Oude Testament

Nieuwe Testament

2 Kronieken 2:5-10 NBG-vertaling 1951 (NBG51)

5. Het huis, dat ik ga bouwen, zal groot zijn, want onze God is groter dan alle goden.

6. Wie zou in staat zijn voor Hem een huis te bouwen, want de hemel, zelfs de hemel der hemelen, kan Hem niet bevatten. Wie ben ik dan, dat ik voor Hem een huis zou bouwen, indien het niet was om voor zijn aangezicht offers te ontsteken?

7. Nu dan, zend mij een man, die bedreven is in de bewerking van goud, zilver, koper, ijzer, roodpurper, karmozijn en blauwpurper, en die het verstaat graveerwerk te vervaardigen, samen met de vaklieden die bij mij in Juda en in Jeruzalem zijn, en waarvoor mijn vader David gezorgd heeft.
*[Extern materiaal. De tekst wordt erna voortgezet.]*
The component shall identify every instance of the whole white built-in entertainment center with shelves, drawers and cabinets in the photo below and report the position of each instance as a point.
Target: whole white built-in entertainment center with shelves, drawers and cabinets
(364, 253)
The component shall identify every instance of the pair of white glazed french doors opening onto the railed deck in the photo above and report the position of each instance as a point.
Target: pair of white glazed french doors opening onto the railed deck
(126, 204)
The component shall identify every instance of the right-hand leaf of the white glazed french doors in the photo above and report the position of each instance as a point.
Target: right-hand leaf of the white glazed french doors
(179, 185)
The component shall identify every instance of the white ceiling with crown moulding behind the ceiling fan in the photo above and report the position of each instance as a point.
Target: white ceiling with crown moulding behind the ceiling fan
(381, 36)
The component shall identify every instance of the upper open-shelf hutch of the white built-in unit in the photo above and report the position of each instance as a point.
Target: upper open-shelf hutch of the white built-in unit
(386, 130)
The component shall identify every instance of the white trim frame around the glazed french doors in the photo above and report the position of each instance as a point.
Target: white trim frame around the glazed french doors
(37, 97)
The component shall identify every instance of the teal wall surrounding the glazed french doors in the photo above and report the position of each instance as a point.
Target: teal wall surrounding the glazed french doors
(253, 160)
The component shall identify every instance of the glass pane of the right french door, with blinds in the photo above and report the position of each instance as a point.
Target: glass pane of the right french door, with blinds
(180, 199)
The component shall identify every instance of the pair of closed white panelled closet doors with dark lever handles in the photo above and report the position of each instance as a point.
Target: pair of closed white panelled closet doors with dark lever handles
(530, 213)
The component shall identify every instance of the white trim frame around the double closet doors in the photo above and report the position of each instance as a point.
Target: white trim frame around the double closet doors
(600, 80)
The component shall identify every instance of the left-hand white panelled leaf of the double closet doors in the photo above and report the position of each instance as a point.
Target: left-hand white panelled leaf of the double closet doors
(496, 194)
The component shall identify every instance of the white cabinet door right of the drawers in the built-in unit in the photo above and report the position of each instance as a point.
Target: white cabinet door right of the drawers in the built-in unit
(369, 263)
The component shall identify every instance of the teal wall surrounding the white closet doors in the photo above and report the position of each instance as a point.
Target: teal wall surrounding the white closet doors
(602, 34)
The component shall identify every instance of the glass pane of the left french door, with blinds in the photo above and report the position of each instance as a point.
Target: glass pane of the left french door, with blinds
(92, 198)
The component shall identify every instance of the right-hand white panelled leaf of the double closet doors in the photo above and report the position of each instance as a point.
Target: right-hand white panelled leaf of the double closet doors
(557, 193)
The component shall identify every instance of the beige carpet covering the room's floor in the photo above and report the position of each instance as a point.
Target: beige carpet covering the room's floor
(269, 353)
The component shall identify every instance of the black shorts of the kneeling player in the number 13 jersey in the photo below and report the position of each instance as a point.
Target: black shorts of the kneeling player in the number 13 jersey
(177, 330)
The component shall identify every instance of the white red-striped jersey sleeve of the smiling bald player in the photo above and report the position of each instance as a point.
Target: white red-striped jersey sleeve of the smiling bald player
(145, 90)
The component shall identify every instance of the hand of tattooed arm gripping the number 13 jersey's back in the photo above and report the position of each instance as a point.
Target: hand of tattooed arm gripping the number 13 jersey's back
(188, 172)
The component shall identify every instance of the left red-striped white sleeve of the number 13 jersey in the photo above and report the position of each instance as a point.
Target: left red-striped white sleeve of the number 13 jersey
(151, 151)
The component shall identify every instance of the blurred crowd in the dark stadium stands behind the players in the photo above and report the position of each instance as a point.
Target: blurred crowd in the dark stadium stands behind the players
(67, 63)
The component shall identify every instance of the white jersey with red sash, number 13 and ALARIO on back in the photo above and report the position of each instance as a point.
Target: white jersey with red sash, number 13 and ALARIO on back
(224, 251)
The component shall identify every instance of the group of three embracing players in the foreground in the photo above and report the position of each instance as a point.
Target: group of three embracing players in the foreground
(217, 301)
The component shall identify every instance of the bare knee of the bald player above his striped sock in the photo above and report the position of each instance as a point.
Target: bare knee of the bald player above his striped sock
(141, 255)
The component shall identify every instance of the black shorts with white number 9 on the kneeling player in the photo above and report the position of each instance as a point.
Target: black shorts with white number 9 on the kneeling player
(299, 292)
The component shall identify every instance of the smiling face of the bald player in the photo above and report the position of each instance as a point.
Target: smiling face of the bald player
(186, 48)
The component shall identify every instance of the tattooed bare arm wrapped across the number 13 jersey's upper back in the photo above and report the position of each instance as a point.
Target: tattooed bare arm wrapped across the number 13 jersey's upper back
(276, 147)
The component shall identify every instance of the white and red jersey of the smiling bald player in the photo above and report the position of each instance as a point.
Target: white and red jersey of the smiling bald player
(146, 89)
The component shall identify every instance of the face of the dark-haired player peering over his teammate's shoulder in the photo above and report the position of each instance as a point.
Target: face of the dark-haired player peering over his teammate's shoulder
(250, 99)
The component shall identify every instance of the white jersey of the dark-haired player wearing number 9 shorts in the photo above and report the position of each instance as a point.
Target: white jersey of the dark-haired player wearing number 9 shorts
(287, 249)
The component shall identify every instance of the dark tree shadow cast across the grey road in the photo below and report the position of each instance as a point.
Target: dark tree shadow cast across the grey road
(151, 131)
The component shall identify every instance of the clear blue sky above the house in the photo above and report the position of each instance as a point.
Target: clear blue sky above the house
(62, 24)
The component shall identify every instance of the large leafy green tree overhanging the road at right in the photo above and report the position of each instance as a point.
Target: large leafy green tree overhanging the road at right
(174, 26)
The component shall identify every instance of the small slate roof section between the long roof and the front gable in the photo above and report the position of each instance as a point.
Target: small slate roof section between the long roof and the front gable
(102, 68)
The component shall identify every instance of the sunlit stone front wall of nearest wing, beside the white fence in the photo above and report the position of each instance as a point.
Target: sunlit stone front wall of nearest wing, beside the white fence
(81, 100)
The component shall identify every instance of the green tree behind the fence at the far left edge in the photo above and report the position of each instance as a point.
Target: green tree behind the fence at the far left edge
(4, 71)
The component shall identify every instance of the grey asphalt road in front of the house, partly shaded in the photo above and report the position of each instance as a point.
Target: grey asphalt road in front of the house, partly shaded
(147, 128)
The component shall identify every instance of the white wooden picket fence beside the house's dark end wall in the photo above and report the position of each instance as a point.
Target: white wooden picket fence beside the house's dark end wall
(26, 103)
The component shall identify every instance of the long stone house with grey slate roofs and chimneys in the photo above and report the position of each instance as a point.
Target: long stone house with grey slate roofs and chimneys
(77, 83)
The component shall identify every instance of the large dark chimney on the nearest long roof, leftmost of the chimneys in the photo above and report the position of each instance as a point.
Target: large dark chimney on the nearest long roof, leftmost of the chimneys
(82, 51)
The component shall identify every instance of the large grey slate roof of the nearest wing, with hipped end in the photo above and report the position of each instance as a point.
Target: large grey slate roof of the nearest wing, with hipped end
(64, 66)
8. Zend mij ook ceder-, cypresse-, en algummimhout van de Libanon, want mij is bekend, dat uw knechten de bomen van de Libanon weten te vellen; en zie, mijn knechten zullen uw knechten helpen,

9. hout in overvloed voor mij gereed te maken, want het huis, dat ik ga bouwen, zal groot en wonderbaar zijn.

10. Zie, in ruil voor de houthakkers, die de bomen vellen, geef ik tot voedsel voor uw knechten twintigduizend kor tarwe, twintigduizend kor gerst, twintigduizend bath wijn en twintigduizend bath olie.